In-betweenland: As 2020 slips away, an American snapshot

Author: Agencies

The enormous signs, selling for just $9.99, greet shoppers at the suburban supermarket´s entryway, carrying a holiday message that means something very different this year: “GATHER,” they shout, even as the state´s governor urges citizens to do precisely otherwise.

To come together or to stay apart: one of the countless, sometimes excruciating dilemmas that Americans find themselves caught between as a disheartening year is finally and enthusiastically shown the door. They´re caught between presidents, one of whom is clear that he really doesn´t want to go away. They´re between a ragged year of pandemic and either a successful vaccine or another chapter of upheaval. They´re between people on one side who say the country´s crashing and burning – and people on the other side who say the same thing. As most years wind to their ends, people in the United States press pause on life´s movie – if we can. We take stock, review successes and mistakes, make resolutions, vow it will be better this time. This year, buffeted by these December whirlwinds, Americans find themselves at a crossroads unlike any other in our history. This time around, though, the republic itself is caught in that in-betweenland right alongside us – exhausted by the year, stumbling to its conclusion. Hopeful, but unsure, about what comes next.

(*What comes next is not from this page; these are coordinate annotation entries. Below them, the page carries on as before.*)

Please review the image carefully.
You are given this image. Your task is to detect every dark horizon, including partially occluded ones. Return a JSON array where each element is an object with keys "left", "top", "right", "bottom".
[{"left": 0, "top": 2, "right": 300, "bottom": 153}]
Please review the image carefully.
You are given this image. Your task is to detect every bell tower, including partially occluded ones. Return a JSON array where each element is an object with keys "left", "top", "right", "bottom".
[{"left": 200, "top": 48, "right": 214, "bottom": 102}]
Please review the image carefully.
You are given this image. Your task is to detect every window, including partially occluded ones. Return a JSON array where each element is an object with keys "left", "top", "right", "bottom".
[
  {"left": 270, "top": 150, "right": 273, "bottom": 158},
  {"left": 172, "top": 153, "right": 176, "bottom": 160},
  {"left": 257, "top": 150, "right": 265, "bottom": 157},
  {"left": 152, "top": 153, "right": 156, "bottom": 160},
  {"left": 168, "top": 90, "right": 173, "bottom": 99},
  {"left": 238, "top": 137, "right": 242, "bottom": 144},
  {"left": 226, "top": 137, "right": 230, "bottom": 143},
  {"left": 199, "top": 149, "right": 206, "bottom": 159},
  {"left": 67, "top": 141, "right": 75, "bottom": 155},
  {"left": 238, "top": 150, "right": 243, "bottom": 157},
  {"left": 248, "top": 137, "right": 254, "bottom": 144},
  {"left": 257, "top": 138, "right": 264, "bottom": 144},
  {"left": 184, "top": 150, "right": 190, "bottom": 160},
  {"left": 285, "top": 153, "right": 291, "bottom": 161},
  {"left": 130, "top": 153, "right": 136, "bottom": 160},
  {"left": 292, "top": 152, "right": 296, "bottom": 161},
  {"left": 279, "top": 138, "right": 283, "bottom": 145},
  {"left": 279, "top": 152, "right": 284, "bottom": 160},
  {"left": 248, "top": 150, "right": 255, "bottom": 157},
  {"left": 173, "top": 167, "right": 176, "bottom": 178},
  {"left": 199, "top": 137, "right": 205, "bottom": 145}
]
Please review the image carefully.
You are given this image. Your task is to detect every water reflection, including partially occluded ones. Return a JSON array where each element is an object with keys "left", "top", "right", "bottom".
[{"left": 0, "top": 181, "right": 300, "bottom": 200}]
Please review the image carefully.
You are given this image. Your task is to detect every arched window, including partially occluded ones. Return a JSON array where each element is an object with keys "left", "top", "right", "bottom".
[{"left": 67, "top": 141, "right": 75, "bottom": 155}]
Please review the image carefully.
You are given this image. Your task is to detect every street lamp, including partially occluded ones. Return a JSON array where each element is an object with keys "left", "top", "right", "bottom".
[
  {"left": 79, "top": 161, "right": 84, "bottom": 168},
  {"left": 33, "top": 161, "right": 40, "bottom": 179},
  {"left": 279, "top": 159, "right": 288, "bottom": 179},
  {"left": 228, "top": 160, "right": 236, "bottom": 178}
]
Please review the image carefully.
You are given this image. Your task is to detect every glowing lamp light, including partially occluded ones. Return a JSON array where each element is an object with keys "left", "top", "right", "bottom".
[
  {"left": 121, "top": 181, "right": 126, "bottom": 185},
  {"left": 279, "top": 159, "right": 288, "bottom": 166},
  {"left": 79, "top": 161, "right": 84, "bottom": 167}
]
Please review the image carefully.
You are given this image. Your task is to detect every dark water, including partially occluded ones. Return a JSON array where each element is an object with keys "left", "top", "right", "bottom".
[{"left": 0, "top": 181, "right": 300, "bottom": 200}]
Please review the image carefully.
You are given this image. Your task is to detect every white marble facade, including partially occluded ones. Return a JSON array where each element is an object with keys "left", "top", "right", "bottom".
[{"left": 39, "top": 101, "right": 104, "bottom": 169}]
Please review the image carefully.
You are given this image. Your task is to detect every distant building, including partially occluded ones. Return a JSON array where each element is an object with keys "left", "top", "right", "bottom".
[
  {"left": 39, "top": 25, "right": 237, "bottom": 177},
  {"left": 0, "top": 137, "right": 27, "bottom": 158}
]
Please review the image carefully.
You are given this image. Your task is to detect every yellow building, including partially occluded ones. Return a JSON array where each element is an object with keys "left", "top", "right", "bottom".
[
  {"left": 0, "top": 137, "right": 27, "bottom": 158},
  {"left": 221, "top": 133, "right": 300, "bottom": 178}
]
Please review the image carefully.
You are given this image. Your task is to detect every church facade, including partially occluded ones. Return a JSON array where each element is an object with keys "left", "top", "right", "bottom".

Those who find their wisdom in song lyrics might find one 1970s hit appropriately captures the times: “Clowns to the left of me. Jokers to the right. Here I am, stuck in the middle with you.” A year ends. Another begins. Just like always. Yet like nothing ever before.

This year, this moment of purgatory when American life perches between an unimaginably scrambled 2020 and a 2021 filled with unabashed hope, is different.

“Don´t let yourself surrender to the fatigue,” President-elect Joe Biden said a few weeks ago. He was referring to the pandemic. He might as well have been talking about the entire year.

As the December holidays inch along, the in-between moments are many and mystifying:

– After 10 months of pandemic and lockdown, angst and anger and economic upheaval and death by the hundreds of thousands of souls, Americans are poised to receive – or to refuse to receive – vaccines that could mark the beginning of the end.

– As a new president prepares to take office, the current one – a disputatious man who has upended uncounted political, social and civic norms during his one term in office – persists in his evidence-free insistence that he won the election.

– Control of Congress is in the balance and will be until Jan. 5, when runoff elections in Georgia will decide the majority in the U.S. Senate – and impact uncounted chunks of 2021.

– The centuries-long march toward American racial equality lurched forward vigorously in 2020 before the momentum paused or, at least, slowed – and produced some ugly backlash. What comes next?

– Cultural polarization, its flames licking high from the bottomless propane tank that is social media, has split society into what feels like a million little pieces. There´s no obvious route back in 2021 – and, some have argued, there should not be.

Yet fragmentation – sometimes the natural byproduct of democracy, which is messy and diverse by design – does not necessarily serve Americans well in this case.

Unlike almost all other nations, the United States was created not around centuries of common culture. Instead, it has been stories that form the ties that bind: the city upon a hill. Life, liberty and the pursuit of happiness. All men are created equal. Go west, young man.

What 2020 revealed (and what some Americans have long said) is that those tales are not as true or inclusive as some would believe – that while this land embodies and nurtures some of those traits, swallowing the American story whole is a self-blinding endeavor.